Lewis Carroll’s Alice in Wonderland has been a source of inspiration for me and many others concerning a specific aspect of complex systems. This aspect is one that in my view is essential if we want to realise the quantum leap in complexity that we need: reflection.

Reflection is that property of systems that enable them to speak about themselves. An excellent introduction to reflection is the famous book by Douglas Hofstaedter: Gödel Escher Bach. The living brain of course being the foremost example of such a system.
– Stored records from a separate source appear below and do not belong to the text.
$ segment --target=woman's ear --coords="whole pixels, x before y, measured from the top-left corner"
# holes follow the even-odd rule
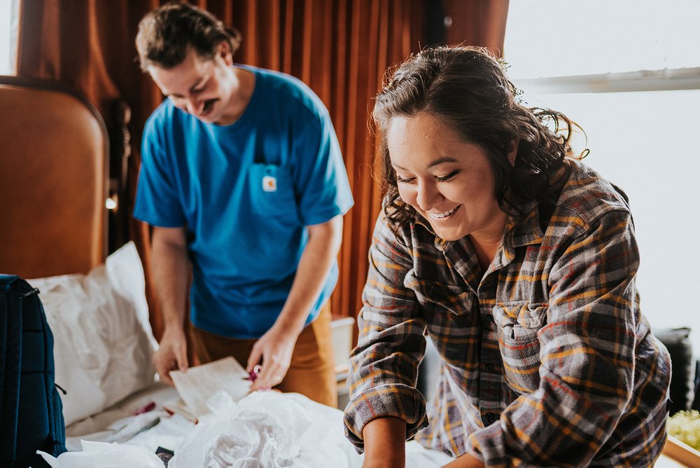
[[[518,154],[519,142],[519,140],[517,138],[513,138],[508,144],[508,161],[512,166],[515,165],[515,156]]]

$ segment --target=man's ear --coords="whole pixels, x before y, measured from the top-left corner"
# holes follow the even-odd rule
[[[508,161],[510,163],[510,165],[515,165],[515,156],[518,154],[518,144],[520,140],[517,138],[513,138],[510,140],[510,143],[508,144]]]
[[[228,43],[225,41],[220,42],[219,45],[216,47],[216,55],[220,57],[227,67],[233,64],[233,54],[231,53],[231,48],[229,46]]]

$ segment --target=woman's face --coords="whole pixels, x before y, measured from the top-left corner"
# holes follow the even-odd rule
[[[498,207],[493,172],[481,146],[463,141],[426,112],[391,118],[386,142],[401,199],[438,236],[500,238],[506,215]]]

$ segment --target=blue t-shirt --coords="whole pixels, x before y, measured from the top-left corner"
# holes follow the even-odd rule
[[[274,324],[307,245],[305,226],[353,205],[330,117],[300,81],[246,67],[255,90],[228,125],[164,101],[144,132],[134,216],[186,226],[197,327],[258,338]],[[334,263],[307,323],[337,281]]]

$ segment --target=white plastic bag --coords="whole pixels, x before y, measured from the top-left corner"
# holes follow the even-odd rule
[[[169,468],[282,468],[299,455],[309,411],[276,392],[256,392],[235,403],[225,392],[208,401],[202,418]]]
[[[82,441],[82,452],[65,452],[53,457],[37,450],[52,468],[163,468],[158,455],[128,443]]]

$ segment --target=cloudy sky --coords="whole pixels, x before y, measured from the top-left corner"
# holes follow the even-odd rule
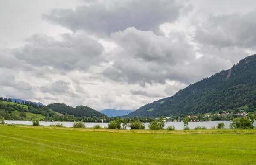
[[[137,109],[256,52],[254,0],[1,0],[0,95]]]

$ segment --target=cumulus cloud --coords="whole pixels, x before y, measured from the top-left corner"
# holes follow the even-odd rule
[[[23,81],[16,81],[13,75],[7,73],[0,74],[0,85],[4,87],[12,87],[18,90],[28,91],[31,90],[32,87]]]
[[[175,0],[107,0],[75,10],[54,9],[44,17],[74,31],[110,34],[130,27],[157,31],[160,24],[175,21],[183,7]]]
[[[84,34],[64,34],[60,41],[35,35],[27,41],[23,47],[13,49],[12,53],[17,59],[34,66],[66,71],[86,70],[104,60],[101,58],[104,50],[102,45]]]
[[[164,95],[161,95],[160,93],[148,93],[146,91],[143,90],[131,89],[130,90],[130,92],[132,95],[143,95],[149,98],[155,98],[164,97]]]
[[[233,1],[85,0],[53,8],[44,23],[70,34],[35,34],[0,50],[0,93],[97,110],[172,95],[255,52],[256,8],[241,12]]]

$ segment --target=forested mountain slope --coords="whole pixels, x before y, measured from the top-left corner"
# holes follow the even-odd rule
[[[102,110],[100,112],[103,113],[107,115],[108,117],[115,117],[117,116],[122,116],[124,115],[128,114],[131,112],[133,112],[133,110],[116,110],[113,109],[105,109]]]
[[[256,110],[256,55],[124,117]]]
[[[95,116],[99,117],[105,116],[99,112],[86,106],[78,106],[76,108],[73,108],[64,103],[54,103],[48,105],[47,107],[55,112],[64,115],[67,114],[74,115],[76,117],[85,116],[87,117],[92,117]]]

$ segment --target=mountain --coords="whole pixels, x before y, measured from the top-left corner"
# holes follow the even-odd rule
[[[62,114],[67,114],[74,115],[75,117],[85,116],[92,117],[96,116],[97,117],[104,117],[105,115],[87,106],[78,106],[76,108],[67,106],[61,103],[54,103],[47,106],[48,109]]]
[[[256,111],[256,55],[124,117]]]
[[[133,112],[134,110],[116,110],[113,109],[105,109],[100,112],[106,115],[108,117],[121,116]]]
[[[21,104],[21,102],[22,102],[22,101],[26,101],[28,102],[29,101],[29,103],[35,103],[36,104],[36,105],[37,105],[38,106],[43,106],[44,105],[43,105],[43,104],[41,103],[35,103],[34,102],[32,102],[32,101],[28,101],[27,100],[21,100],[21,99],[19,99],[18,98],[12,98],[12,101],[13,102],[15,102],[15,101],[16,101],[16,103],[20,103]]]

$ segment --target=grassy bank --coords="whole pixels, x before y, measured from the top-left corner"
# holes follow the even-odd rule
[[[161,134],[163,131],[150,131],[0,126],[0,165],[253,165],[256,162],[255,135],[166,134]]]
[[[41,114],[36,114],[30,112],[25,112],[26,115],[26,119],[30,120],[31,118],[34,119],[41,119],[45,117],[45,116],[43,116]],[[12,112],[12,113],[15,116],[18,116],[20,115],[20,112],[17,111],[14,111]]]

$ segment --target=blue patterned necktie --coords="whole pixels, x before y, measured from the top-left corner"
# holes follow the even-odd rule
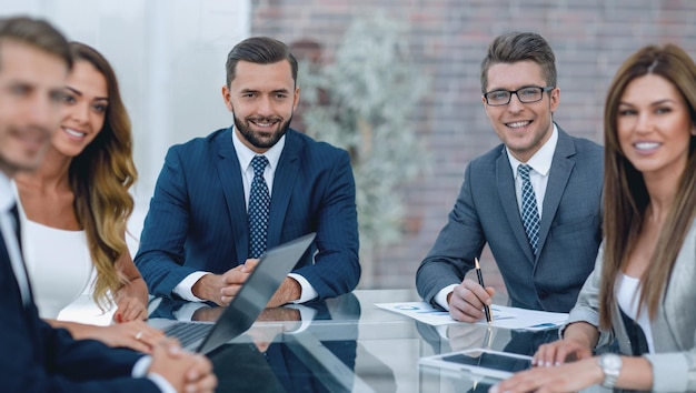
[[[539,210],[537,209],[537,195],[534,193],[531,182],[529,181],[530,167],[521,164],[517,167],[517,173],[523,180],[523,225],[529,239],[531,251],[536,255],[539,245]]]
[[[268,238],[268,215],[270,211],[270,193],[264,179],[264,170],[268,159],[257,155],[251,160],[253,180],[249,192],[249,258],[259,258],[266,251]]]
Really complex adaptive systems are able to modify themselves instead of being dependent on human intervention to do so. People are not able to overview or control the complexity of relations in a system as a whole, the aspect I call Global Complexity  (in contrast with the other aspect of complex systems, called Local Simplicity – more on this in another article). In fact, almost all of the effort we have put into computer systems has been in the vain attempt to control them, not in evolving them or making them better. The ecological properties of these systems make it only worse (see: Gregory Bateson: Steps to an Ecology of Mind). By harnessing the power of reflection these systems are able to do this on their own initiative, but of course this implies an almost total revolution in the way we treat these systems.

M.C. Escher: Drawing Hands (1948) – Wikipedia

In programming languages Lisp and Smalltalk have taken the road to reflection further. Modern computer languages as a rule sadly neglect this property that is essential to create really complex systems, and in fact I am sad to see that this aspect is not dealt with in programming languages as a whole. Maybe because this is too complex to deal with?

The Smalltalk system is a reflective system with astounding properties many people do not realise, even Smalltalk programmers. Bootstrapped in October 1972, this system has evolved without dying, up until this very moment. Systems developed in Smalltalk were and are not created by writing code but by sending messages to objects in this original system, thereby modifying it, morphing it as it were to reflect the wishes of the developers. The many systems developed in Smalltalk are a testament to this ability to mutate in almost any possible direction, the creativity of the users the only restricting force. An “application” in Smalltalk is actually not something programmed, but “grown” from the development environment itself. Deploying an application in Smalltalk is done by cloning the development environment and removing all unnecessary tooling thereby shrinking the world of these objects. And then the application delivered to the customer is still a sibling of this world that bootstrapped in 1972!